DAP10 CRISPR活性化プラスミド(h)は、基盤となるDNA配列を変更することなく、内因性HCSTの発現を標的化し、非破壊的にアップレギュレートするアプローチを提供します。
DAP10 CRISPR 活性化プラスミド (h) は、ヒト細胞株における HCST 遺伝子座の高効率かつ部位特異的な転写アップレギュレーションのために設計された、3 つのプラスミドからなる相乗的活性化メディエーター (SAM) システムです。このシステムは、DNA結合能を維持しつつヌクレアーゼ活性を失わせる2つの不活性化変異(D10AおよびN863A)を有する、触媒活性のないCas9(dCas9)を中核としています。このdCas9は、強力な転写活性化因子であるVP64と融合しており、選別用のブラスティシジン耐性遺伝子と共に共発現します。2番目のプラスミドは、dCas9-VP64と協調して機能する二次活性化複合体であるMS2-p65-HSF1融合タンパク質をコードしており、ヒグロマイシン耐性遺伝子と共に発現する。3番目のプラスミドは、標的特異的な20塩基対のsgRNAをコードしており、これはMS2-p65-HSF1複合体を活性化部位に誘導する2つのMS2 RNAアプタマーと融合しており、さらにピューロマイシン耐性遺伝子が付随している。これら3つのプラスミドは、システム構成要素すべてが均等に発現するよう、質量比1:1:1で導入される。

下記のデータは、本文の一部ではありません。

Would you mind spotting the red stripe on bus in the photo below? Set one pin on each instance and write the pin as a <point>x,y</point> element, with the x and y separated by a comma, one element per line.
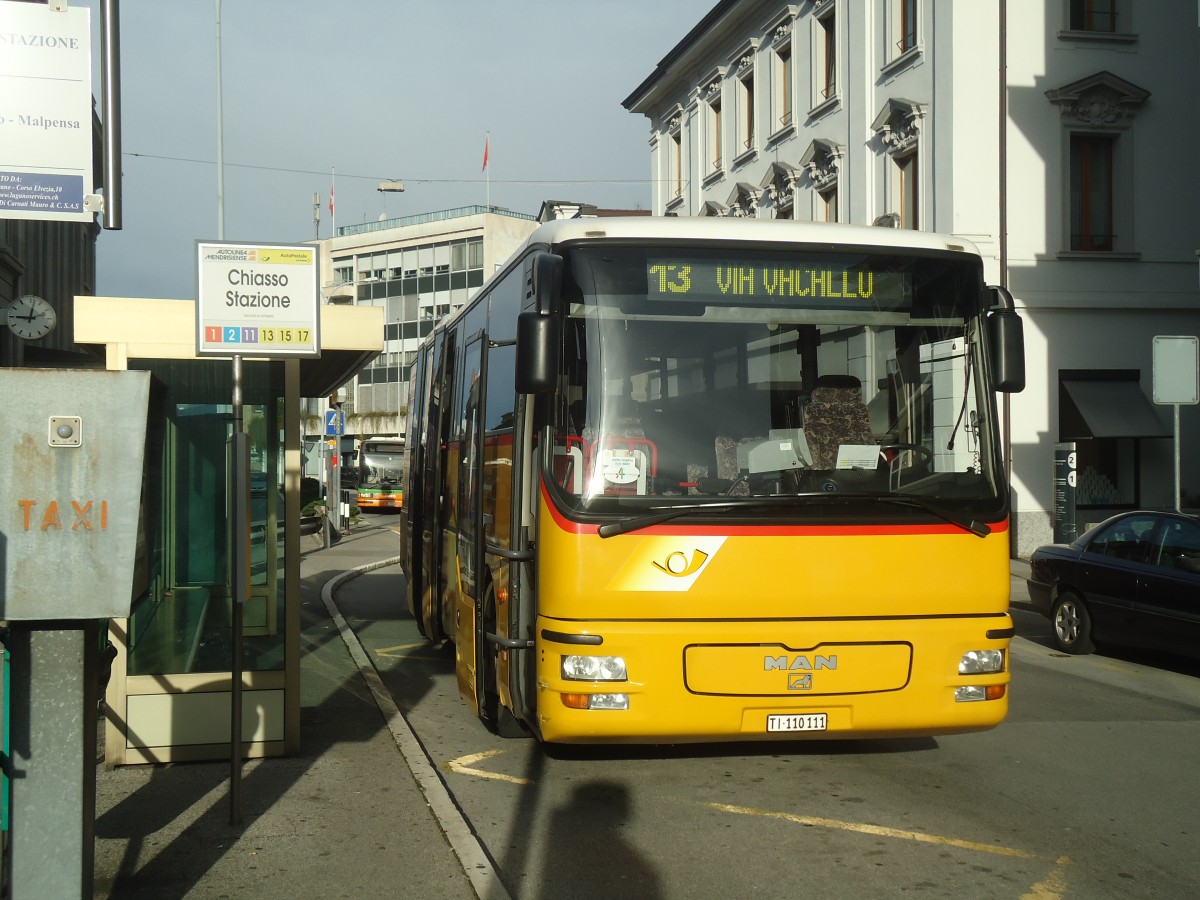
<point>567,525</point>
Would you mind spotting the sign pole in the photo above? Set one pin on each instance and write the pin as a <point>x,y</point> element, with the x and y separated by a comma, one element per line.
<point>258,300</point>
<point>1176,377</point>
<point>239,565</point>
<point>1179,486</point>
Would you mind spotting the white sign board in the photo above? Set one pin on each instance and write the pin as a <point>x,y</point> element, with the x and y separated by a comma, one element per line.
<point>257,300</point>
<point>46,113</point>
<point>1176,379</point>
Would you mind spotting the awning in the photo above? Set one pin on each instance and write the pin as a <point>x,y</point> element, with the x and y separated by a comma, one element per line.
<point>1111,409</point>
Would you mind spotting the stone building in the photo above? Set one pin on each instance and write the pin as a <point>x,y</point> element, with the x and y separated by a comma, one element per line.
<point>1072,172</point>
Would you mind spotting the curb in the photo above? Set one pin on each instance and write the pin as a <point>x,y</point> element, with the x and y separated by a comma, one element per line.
<point>471,853</point>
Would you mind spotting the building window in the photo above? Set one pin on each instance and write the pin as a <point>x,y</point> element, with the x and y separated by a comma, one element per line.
<point>745,108</point>
<point>1091,191</point>
<point>898,127</point>
<point>783,85</point>
<point>826,57</point>
<point>821,163</point>
<point>675,165</point>
<point>1097,160</point>
<point>907,193</point>
<point>1093,16</point>
<point>713,127</point>
<point>828,204</point>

標的遺伝子座に集合すると、SAM複合体はHCST転写開始点の上流約200 bpの領域に結合し、そこでVP64、p65、およびHSF1が協調して転写装置を動員し、内因性DAP10の発現上昇を促進する。ヌクレアーゼ活性を持つCas9とは異なり、 dCas9は二本鎖切断を導入したりゲノム配列を改変したりしないため、天然のHCST遺伝子座が保持され、内因性遺伝子座におけるDAP10依存性の転写応答の研究が可能となります。これにより、機能解析、標的遺伝子の同定、およびHCST発現が沈黙または低下した腫瘍細胞におけるDAP10経路の回復のモデル化を行う上で、貴重なツールとなります。
研究用のみ。診断用または治療用ではありません。